Wakil Bupati Kulonprogo, Sutedjo, membeberkan bahwa wilayah “kekuasaannya” ini memiliki tingkat penderita gangguan jiwa lumayan tinggi, dan bahkan terus meningkat jumlahnya.
“Masalah gangguan kesehatan jiwa meningkat lumayan tinggi. Kabupaten Kulonprogo memiliki tingkat permasalahan penderita kesehatan Jiwa tertinggi di antara kabupaten dan kota DIY,” ujarnya Selasa ( 29/10).
Daerah Istimewa Yogyakarta mempunyai permasalahan kesehatan jiwa yang cukup signifikan. Berdasarkan Riset Kesehatan Dasar Kementerian Kesehatan tercatat prevalensi gangguan jiwa berat di tahun 2013 mencapai 2,7 per mil nomor satu di Indonesia, di tahun 2018 meningkat menjadi 10 per mil nomor dua di Indonesia, katanya.
Sedang di Kabupaten Kulonprogo di tahun 2013 dan 2018 memiliki prevalensi tertinggi di antara kabupaten dan kota yaitu 4,7 per mil, di tahun 2013 dan meningkat 19,3 per mil di tahun 2018,” terangnya.
Sutedjo menyatakan, ini pentingnya peran para pihak yang terlibat dalam mengawal kebijakan jiwa diharapkan mampu menggerakan kesadaran kolektif terhadap pentingnya kesehatan jiwa dan mendorong produk-produk kesehatan jiwa mulai dari level desa, daerah hingga pusat.
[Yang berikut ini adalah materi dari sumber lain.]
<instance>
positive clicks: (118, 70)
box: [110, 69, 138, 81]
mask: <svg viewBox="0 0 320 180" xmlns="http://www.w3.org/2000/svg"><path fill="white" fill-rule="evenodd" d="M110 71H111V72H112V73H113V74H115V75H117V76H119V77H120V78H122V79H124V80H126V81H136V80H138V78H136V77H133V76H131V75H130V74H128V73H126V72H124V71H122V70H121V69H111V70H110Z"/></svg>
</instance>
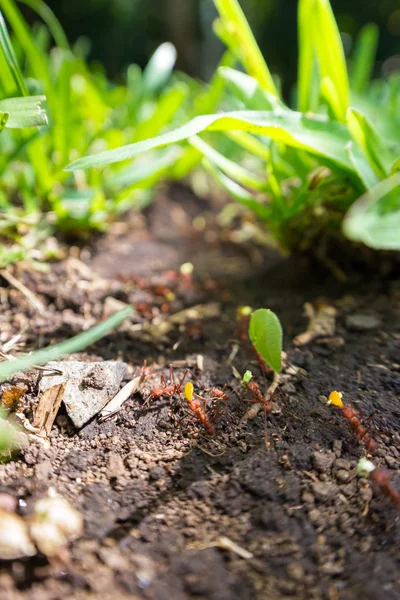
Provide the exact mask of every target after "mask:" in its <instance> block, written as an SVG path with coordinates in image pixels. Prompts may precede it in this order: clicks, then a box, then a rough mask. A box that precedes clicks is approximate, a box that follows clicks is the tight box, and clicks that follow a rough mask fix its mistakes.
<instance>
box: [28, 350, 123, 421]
mask: <svg viewBox="0 0 400 600" xmlns="http://www.w3.org/2000/svg"><path fill="white" fill-rule="evenodd" d="M47 367H48V368H54V369H57V370H59V371H62V375H51V374H50V375H44V376H43V377H42V379H41V380H40V384H39V394H42V393H43V392H44V391H45V390H47V389H48V388H49V387H52V386H54V385H58V384H60V383H66V387H65V391H64V396H63V402H64V404H65V407H66V409H67V413H68V416H69V417H70V419H71V421H72V422H73V424H74V425H75V427H78V428H80V427H82V426H83V425H84V424H85V423H87V422H88V421H89V420H90V419H91V418H92V417H94V416H95V415H96V414H97V413H98V412H99V411H100V410H101V409H102V408H104V406H105V405H106V404H107V403H108V402H109V401H110V400H111V399H112V398H113V397H114V396H115V394H116V393H117V392H118V389H119V386H120V384H121V381H122V378H123V376H124V372H125V369H126V365H125V363H121V362H117V361H105V362H93V363H85V362H79V361H63V362H55V361H54V362H50V363H48V364H47Z"/></svg>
“Dengan adanya Dialog Kebijakan Kesehatan Jiwa dan Perlindungan Sosial untuk Orang dengan Disabilitas Psikososial diharapkan dapat menghasilkan kebijakan kesehatan jiwa di tingkat daerah dengan memberikan dukungan para pihak dalam penanganan orang dengan disabilitas psikososial dan perlindungan sosial dalam peningkatan layanan bagi orang dengan disabilitas psikososial, serta dapat meningkatkan partisipasi publik dalam promosi kesehatan jiwa khususnya di Kabupaten Kulon Progo,” jelas Sutedjo.
Guna mengatasi masalah ini, Rehabilitasi Yayasan Kristen (Yakkum) memprakarsai kegiatan Dialog Kebijakan Kesehatan Jiwa dan Perlindungan Sosial untuk orang dengan Disabilitas Psikososial yang dilakasanakan di Komplek Pemkab Kulonprogo pada Selasa (29/10).
Direktur Pusat Yakkum, Chatarina Sari, mengatakan, Pusat Rehabilitasi Yakkum mencoba melakukan kerjasama dengan berbagai pihak mulai dari Puskesmas, Psikolog, dan Dinas Kesehatan guna mengetahui cara pendampingan bagi orang disabilitas psikososial.
“Dalam program ini, kami berkolaborasi dengan Puskesmas, Psikolog dan Dinas Kesehatan dalam upaya pendampingan orang dengan disabilitas psikososial beserta caregivernya. Sehingga mereka paling tidak paham mengenai bagaimana cara mendampingi, bagaimana cara merujuk dan nantinya mereka dapat hidup mandiri secara sosial dan ekonomi mereka”, ujar Chatarina
Chatarina menambahkan tujuan dari pelayanan melalui program ini ialah upaya untuk meningkatkan kualitas hidup bagi orang disabilitas khusus serta upaya untuk memastikan bahwa pemangku kepentingan dari berbagai sektor dapat memberikan perhatian dan dukungan kepada orang disabilitas khusus.